Allora è stato inevitabile chiedere aiuto. «Affidiamoci alla Scienza» è stato il mantra ascoltato dalle Alpi all’Etna.
All’improvviso una categoria negletta come quella degli scienziati è diventata salvifica, conquistando sul campo un potere enorme. La nostra sete di sicurezza è stata placata dalle parole di fino ad allora anonimi professori, la speranza nel futuro rafforzata da un profluvio di termini specialistici. Abbiamo appreso che R con 0 non è il nome di un nuovo calciatore portoghese, ma la formuletta che decide le nostre libertà, risvegliando così il Piero Angela che è in noi. Da mane a sera, i collegamenti via Skype proposti dalle tv sono stati inflazionati da virologi, immunologi, matematici, pneumologi, statistici, biologi, fisici, ricercatori d’ogni disciplina, tutti accomunati da quella etichetta potente, evocatrice di reminiscenze scolastiche: Scienza.
Sì, Scienza con la maiuscola, intanto perché poteva salvarci la vita e poi perché ricordava la battaglia di libertà di Galileo, le conquiste di Newton, il rigore di Cartesio. Immagini che dalle pagine ingiallite dei vecchi libri di scuola ora balzavano nella nostra realtà quotidiana. Come Totò in Miseria e Nobiltà veniva da dire: «Scienza, che bella parola». Le nostre vite, la possibilità di uscire e di incontrare altre persone, il nostro lavoro, da quel momento venivano messi nelle mani della Scienza. Inevitabile il mea culpa collettivo di fronte alle vessazioni nei suoi confronti, come i tagli alla ricerca, gli ospedali dimezzati, i più brillanti cervelli costretti a fuggire all’estero. La riscossa della Scienza come una favola di Andersen: il brutto anatroccolo che diventa un cigno. Ora c’era il suo fulgido mantello a coprire ansie, paure ed errori.
Ma l’emergenza, con il suo carico di dolori, sofferenze e privazioni, sa essere anche maestra di vita e ci ha mostrato con durezza, quasi con crudeltà, che una cosa è la Scienza e un’altra sono gli scienziati, cioè coloro che dovrebbero esserne i sacerdoti. Di fronte a quegli stessi schermi, da cui con fiducia e speranza guardavamo a chi poteva salvarci dalla pandemia, abbiamo visto con progressiva delusione litigi e battibecchi, numeri interpretati come positivi e negativi, esempi grandissimi di umanità e meschine debolezze. Sotto i camici bianchi, simbolo della superrima conoscenza e garanzia di pulizia morale, è apparsa la nudità degli uomini. Con i loro vizi e le loro virtù, con l’inaspettata popolarità mediatica conquistata ora utile per ottenere un incarico, il finanziamento di una ricerca, la consulenza in una grande azienda. Anche loro a caccia di soldi, potere, fama.

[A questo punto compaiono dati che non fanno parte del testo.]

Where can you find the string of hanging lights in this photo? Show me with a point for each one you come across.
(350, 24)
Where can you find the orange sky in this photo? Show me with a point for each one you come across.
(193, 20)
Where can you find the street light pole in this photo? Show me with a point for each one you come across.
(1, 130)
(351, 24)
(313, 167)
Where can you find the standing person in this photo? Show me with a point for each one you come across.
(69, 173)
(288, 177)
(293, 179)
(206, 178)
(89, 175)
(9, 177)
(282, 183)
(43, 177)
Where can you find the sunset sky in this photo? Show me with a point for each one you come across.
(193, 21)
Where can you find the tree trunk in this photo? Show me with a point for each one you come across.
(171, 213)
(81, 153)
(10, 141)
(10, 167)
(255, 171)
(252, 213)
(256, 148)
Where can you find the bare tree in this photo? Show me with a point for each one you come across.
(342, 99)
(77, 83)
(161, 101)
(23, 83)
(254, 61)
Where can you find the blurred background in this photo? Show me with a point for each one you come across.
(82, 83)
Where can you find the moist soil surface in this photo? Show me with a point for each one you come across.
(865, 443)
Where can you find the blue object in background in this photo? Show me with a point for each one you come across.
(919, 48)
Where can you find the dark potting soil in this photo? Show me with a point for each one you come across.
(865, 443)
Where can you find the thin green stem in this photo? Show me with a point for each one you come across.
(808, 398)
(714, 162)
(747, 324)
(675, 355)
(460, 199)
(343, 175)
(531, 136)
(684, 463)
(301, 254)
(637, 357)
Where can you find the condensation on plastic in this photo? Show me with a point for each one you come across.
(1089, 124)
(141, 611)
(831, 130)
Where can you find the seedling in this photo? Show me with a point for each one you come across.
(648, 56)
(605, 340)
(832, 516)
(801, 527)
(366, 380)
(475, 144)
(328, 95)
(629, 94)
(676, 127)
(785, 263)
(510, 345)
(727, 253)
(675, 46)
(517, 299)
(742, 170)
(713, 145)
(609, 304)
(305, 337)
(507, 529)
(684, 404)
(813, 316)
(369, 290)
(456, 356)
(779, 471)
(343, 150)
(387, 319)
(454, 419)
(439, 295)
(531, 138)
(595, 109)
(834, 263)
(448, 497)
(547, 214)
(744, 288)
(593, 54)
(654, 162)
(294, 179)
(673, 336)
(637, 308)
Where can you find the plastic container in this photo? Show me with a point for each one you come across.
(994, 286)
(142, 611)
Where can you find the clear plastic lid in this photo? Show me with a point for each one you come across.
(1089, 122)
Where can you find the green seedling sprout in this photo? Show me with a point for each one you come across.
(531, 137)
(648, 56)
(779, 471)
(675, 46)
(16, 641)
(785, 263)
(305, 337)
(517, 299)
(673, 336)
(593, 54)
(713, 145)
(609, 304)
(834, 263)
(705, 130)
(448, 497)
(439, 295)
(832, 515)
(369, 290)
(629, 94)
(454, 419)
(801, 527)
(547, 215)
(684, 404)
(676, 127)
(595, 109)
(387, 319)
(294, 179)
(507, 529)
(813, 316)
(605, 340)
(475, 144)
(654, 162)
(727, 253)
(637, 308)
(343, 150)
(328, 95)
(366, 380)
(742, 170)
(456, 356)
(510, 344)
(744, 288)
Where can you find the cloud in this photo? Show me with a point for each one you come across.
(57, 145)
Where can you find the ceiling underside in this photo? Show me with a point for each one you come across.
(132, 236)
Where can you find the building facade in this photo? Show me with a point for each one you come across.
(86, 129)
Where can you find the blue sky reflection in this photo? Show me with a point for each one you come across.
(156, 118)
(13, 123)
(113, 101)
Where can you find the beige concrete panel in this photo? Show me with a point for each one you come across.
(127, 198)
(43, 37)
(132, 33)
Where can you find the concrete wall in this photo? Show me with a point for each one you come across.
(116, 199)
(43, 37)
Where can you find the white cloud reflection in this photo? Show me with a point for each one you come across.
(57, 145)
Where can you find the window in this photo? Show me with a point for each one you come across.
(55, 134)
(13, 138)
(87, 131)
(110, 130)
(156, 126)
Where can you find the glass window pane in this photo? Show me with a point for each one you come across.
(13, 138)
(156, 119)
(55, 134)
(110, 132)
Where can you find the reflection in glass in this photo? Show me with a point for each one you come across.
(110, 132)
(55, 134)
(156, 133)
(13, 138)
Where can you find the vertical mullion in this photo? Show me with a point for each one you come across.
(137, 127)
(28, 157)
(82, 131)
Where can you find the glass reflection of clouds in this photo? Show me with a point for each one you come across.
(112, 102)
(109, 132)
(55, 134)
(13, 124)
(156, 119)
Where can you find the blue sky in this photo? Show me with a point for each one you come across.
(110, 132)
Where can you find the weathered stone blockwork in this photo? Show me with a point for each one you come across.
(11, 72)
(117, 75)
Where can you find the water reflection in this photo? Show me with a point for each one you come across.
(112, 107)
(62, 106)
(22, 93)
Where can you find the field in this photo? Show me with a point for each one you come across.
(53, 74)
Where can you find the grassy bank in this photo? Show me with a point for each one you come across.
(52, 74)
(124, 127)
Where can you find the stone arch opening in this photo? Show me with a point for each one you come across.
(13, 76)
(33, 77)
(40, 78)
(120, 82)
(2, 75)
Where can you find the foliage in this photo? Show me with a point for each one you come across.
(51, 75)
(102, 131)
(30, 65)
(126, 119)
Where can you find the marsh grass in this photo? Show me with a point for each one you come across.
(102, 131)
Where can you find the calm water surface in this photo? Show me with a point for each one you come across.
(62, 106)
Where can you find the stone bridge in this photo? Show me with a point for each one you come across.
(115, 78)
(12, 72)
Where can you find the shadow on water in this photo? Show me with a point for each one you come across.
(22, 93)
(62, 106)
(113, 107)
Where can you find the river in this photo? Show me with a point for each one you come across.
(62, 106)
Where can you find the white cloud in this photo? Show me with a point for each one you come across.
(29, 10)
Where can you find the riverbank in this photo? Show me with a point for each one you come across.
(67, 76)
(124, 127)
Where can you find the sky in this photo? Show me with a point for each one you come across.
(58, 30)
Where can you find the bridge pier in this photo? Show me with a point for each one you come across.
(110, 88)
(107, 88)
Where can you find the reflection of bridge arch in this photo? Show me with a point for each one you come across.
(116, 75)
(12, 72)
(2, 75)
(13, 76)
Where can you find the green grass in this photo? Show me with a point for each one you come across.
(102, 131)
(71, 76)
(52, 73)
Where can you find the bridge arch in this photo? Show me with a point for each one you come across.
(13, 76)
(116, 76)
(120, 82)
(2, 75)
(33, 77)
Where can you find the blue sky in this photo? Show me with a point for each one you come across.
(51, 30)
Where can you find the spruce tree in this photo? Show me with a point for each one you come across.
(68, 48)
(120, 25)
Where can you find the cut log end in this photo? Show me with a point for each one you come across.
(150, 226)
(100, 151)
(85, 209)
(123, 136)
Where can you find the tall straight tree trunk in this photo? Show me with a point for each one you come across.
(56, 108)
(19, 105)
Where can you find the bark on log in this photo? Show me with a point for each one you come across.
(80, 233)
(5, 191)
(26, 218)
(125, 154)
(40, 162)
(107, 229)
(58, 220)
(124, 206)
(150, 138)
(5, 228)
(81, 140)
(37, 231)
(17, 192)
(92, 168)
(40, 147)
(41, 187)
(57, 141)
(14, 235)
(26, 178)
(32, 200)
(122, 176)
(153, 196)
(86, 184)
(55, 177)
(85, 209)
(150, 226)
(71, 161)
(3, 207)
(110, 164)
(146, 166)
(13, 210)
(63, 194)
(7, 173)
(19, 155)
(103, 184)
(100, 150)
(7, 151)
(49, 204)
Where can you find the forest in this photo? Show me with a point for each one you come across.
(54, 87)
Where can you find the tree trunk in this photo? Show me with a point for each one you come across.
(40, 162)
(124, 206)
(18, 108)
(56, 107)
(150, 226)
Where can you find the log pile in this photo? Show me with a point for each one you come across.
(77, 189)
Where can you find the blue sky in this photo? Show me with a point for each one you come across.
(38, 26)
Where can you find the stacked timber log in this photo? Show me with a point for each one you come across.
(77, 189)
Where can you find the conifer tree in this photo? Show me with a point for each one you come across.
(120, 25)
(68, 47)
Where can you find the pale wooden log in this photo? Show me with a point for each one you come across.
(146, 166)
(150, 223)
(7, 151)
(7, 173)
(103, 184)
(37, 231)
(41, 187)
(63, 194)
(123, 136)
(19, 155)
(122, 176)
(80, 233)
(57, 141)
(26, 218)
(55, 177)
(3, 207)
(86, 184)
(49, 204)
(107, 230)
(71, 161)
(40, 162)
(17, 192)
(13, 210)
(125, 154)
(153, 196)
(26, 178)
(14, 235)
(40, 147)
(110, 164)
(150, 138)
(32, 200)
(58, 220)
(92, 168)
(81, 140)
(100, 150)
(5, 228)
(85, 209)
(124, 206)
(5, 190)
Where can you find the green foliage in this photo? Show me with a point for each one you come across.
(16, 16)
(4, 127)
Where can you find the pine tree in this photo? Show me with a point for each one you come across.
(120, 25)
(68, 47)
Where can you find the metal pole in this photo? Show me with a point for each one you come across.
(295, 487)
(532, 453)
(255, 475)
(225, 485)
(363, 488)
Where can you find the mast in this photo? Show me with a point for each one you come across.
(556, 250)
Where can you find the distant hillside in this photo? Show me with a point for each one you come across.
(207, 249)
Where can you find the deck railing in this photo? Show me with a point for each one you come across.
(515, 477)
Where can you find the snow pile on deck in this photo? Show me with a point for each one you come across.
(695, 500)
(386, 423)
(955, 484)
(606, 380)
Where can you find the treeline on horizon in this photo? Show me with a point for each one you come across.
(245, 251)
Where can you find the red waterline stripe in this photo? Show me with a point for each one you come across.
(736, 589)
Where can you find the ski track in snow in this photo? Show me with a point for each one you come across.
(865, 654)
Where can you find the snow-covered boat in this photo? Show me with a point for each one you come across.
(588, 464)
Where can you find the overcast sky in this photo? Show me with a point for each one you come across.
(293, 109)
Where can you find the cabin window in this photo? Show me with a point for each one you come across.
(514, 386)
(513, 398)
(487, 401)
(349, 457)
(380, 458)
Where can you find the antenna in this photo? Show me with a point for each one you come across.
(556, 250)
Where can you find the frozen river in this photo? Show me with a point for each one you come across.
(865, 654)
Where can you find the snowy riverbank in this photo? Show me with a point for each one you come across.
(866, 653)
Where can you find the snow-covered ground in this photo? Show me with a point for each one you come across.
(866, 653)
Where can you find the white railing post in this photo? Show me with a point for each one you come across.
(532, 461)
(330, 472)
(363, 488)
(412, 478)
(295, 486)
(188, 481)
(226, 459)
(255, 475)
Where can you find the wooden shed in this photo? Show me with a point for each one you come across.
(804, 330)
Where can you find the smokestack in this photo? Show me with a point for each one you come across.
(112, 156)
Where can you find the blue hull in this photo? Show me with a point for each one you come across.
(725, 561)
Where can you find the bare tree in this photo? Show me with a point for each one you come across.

La politica l’ha capito subito e li ha assoldati secondo le proprie esigenze. Ciascuna regione ha costituito le sue task force che, come sacerdotesse del tempio di Delfi, vaticinano il futuro. I presidenti delle Regioni le ascoltano in religiosa obbedienza. Ed è curioso vedere come il responso degli scienziati sia in linea con il volere dei loro committenti. Dotte teorie vengono illustrate a noi profani per dimostrare che anche se ci sono ancora centinaia di morti e migliaia di contagi, si possono riaprire negozi e ristoranti, tornare agli aperitivi di gruppo e alle grigliate con gli amici. Alto Adige e Friuli sono i primi esempi di questa fuga verso la normalità. I politici hanno trovato un nuovo modo per darsi credibilità e ottenere consensi: ripartenza sì, ma con l’autorizzazione degli scienziati, scusate, della Scienza.